A New Model For Addiction

There is a new wave of people who are using psychedelics respectfully to interrupt their addictions, which leads to a better life, habits and relationships. The current widely accepted model for addiction treatment is abstinence-only. While this approach does work for some, for others this belief system prevents people from healing themselves with these tools. We encourage people to target their abstinence by having the agency to decide which substances and behaviors are harmful to their lives, and which are transformative and helpful.

We aim to shift the current treatment model for addiction away from the disease model, to one that is more holistic, loving and harm-reducing. Our core belief is that people are more powerful than their addictions, and through our psychedelic recovery offerings we give them the strategies and tools to overcome them.

The spiritual experiences associated with psychedelics are commonly what break people out of their addictions and once their addiction has been overcome, individuals often develop a practice using psychedelics to further themselves spiritually. Psychedelic medicines can serve as evidence-based tools that afford suffering individuals new ways of thinking and talking about personal change. Psychedelic Societies intend to foster a culture where people are healing the root of the problem which led them to self-soothe in the first place.

Greater Context In Society and Our Future

As we stand on the shoulders of psychedelic medical research, we are birthing a new era of citizen scientists who aim to shift public perception of these sacred medicines by sharing their experiences. Our goal is to facilitate exciting new research about these compounds with data gathered from our communities.

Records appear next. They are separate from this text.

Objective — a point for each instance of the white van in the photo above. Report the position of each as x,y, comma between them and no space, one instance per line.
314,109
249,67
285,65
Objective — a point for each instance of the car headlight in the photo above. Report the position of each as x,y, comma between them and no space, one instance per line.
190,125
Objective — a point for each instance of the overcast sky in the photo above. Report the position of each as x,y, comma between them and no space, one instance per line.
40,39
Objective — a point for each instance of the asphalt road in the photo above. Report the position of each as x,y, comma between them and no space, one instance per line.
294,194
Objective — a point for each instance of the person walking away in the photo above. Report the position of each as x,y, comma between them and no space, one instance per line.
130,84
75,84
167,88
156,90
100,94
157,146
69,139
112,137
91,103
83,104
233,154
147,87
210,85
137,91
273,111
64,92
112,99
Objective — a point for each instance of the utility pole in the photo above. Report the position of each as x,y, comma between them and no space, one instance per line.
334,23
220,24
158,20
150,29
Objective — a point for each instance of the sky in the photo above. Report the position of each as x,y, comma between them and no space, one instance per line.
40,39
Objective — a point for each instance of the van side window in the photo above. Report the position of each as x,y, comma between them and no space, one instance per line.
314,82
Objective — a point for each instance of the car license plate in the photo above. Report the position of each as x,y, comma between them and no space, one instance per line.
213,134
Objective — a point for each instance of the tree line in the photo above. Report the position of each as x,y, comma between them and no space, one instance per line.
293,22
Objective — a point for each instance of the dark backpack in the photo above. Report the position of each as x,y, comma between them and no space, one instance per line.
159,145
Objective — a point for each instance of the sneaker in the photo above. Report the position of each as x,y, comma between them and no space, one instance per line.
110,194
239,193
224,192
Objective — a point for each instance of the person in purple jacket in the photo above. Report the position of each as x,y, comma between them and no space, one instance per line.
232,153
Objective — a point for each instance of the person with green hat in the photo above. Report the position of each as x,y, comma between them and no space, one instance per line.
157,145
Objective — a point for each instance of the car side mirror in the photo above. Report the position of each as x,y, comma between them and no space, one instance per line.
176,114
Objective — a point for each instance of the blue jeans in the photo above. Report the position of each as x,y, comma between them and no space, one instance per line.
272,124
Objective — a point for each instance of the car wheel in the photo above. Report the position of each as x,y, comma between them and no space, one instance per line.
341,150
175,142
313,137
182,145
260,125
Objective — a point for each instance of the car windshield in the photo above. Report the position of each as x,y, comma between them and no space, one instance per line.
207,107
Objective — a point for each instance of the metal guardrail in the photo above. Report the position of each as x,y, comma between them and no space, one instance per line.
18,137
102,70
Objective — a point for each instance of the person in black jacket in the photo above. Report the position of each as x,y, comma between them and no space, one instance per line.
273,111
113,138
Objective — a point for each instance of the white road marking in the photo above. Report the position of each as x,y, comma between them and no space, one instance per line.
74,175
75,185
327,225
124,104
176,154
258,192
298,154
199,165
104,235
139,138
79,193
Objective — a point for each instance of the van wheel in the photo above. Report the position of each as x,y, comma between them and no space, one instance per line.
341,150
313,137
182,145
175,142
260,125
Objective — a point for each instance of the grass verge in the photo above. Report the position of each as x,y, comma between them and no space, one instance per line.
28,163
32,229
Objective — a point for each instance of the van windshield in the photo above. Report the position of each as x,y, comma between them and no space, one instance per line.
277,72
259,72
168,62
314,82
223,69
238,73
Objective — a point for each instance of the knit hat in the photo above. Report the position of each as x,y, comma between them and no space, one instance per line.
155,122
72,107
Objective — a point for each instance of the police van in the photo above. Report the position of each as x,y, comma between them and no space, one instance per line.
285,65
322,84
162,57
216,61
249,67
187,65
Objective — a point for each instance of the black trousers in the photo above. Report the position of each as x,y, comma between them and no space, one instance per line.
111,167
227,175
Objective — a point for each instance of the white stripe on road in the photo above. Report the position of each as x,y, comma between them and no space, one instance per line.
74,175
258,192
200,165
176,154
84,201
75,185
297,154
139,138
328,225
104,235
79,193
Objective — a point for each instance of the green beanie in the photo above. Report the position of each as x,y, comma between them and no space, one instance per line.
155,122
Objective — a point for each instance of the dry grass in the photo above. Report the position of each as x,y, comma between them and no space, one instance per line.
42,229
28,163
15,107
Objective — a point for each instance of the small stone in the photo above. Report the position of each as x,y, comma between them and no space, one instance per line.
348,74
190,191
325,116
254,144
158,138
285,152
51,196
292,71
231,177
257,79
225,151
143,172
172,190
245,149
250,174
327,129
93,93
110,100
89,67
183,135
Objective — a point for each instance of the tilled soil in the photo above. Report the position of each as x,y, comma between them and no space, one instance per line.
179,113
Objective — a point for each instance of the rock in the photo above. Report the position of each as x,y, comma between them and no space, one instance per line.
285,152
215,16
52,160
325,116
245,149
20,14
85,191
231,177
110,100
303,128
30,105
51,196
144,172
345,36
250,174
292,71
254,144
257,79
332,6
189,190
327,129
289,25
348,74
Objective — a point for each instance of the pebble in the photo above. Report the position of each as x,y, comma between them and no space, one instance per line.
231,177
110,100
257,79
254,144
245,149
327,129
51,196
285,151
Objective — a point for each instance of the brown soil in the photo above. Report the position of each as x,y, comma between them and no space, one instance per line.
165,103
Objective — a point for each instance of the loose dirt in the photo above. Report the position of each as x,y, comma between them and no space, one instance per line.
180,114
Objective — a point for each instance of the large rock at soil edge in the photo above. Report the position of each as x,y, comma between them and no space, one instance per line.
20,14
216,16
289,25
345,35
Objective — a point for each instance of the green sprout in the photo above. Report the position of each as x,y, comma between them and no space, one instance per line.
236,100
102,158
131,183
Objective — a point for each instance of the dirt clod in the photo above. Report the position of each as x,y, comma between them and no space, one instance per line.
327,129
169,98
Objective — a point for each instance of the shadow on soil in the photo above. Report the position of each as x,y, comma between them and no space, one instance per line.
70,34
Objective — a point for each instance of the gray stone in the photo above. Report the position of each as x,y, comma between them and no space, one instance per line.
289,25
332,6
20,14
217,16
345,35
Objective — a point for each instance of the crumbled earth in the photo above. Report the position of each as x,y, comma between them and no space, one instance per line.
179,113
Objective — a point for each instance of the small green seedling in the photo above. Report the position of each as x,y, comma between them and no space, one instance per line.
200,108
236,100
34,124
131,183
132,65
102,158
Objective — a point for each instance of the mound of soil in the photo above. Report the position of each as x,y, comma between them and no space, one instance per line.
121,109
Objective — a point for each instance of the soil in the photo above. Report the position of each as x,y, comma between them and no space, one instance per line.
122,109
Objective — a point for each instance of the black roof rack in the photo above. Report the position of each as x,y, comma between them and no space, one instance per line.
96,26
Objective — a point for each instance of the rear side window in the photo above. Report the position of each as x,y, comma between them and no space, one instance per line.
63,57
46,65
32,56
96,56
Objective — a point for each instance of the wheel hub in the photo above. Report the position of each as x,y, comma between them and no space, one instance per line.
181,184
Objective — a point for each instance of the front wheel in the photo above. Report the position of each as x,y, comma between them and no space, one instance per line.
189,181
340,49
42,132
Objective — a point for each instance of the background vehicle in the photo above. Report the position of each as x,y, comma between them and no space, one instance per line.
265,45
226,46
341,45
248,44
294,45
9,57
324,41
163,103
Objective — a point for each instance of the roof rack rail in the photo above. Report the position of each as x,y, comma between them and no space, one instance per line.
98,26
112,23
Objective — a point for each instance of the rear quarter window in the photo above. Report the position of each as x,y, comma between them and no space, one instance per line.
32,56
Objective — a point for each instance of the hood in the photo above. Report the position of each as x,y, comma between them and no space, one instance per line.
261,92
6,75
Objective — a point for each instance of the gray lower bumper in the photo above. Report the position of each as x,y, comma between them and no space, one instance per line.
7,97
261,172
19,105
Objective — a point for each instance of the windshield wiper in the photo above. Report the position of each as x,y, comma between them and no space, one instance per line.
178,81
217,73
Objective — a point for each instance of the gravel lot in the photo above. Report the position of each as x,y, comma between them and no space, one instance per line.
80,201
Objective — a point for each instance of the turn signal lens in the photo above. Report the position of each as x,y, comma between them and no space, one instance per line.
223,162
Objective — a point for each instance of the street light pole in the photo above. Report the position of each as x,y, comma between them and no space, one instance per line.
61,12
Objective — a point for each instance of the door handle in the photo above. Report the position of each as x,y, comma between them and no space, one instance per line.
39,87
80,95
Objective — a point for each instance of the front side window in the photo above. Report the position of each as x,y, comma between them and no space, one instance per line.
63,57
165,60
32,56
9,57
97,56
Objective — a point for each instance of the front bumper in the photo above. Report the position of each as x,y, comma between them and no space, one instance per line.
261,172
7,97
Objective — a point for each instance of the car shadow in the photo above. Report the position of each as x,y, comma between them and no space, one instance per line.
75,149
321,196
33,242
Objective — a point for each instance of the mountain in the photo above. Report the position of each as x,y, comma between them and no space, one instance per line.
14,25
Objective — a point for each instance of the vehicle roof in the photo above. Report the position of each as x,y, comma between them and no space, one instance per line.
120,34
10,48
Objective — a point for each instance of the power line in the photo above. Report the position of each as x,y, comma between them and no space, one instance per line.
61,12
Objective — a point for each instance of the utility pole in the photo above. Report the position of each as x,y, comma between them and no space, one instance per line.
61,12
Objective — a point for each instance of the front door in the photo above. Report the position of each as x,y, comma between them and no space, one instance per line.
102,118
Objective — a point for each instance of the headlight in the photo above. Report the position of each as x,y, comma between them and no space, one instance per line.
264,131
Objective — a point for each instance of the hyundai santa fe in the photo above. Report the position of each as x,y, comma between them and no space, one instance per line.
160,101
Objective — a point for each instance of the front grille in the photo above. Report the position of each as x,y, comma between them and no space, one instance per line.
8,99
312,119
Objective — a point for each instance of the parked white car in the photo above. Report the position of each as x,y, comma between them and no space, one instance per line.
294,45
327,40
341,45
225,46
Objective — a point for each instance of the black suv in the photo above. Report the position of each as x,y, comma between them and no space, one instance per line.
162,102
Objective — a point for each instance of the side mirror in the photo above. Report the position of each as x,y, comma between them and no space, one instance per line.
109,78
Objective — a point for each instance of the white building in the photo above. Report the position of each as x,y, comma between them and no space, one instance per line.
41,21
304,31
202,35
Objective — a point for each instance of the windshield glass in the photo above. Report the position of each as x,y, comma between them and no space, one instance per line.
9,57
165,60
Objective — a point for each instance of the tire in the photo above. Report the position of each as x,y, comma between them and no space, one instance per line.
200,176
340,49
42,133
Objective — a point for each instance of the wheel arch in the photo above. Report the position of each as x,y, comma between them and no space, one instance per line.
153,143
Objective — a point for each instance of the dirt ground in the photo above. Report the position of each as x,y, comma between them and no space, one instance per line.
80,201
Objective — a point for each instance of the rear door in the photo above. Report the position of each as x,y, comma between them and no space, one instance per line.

Together our offerings represent an example of how psychedelic culture can be holistically and safely integrated into modern society. We facilitate this by providing a central nexus for information and resources that is focused on ethical practices, inclusivity and bridging the gap between ancient ancestral medicine with psychedelic science. In the future we envision, Indigenous traditions and land are honored, emerging and marginalized voices have a platform to share their teachings, and discussions around using psychedelics for mental health are destigmatized. With legitimate support, integration and connection, we can shape the concept of psychedelic community both locally and globally.

With this structure in place, people like Henrita will know where to go and what to do.

Psychedelic Societies are expanding, growing and empowering individuals to evolve together without outside funding. We need help to make that growth happen. Currently we are building conscious communities, sustaining our work through membership models. As we remind each other that we have the capacity to heal and transform our own lives, we inspire new hope for future generations.


Danielle Negrin and Seth Warner, directors of SFPS pictured here with Dennis McKenna

Danielle Negrin is Executive Director of the San Francisco Psychedelic Society, founder of Psychedelic Recovery, on the founding team of Decriminalize Nature Oakland and on the advisory board for Project New Day. She specializes in building conscious community, providing education into the use and science of psychedelics, addiction recovery services and integration. Danielle is dedicated to exploring mental health, trauma recovery, personal development and overcoming substance abuse through integrative techniques with psychoactive substances. The intention of her work is to help people and communities through sacred intentional practice, to ultimately make this a better world for us all to live in.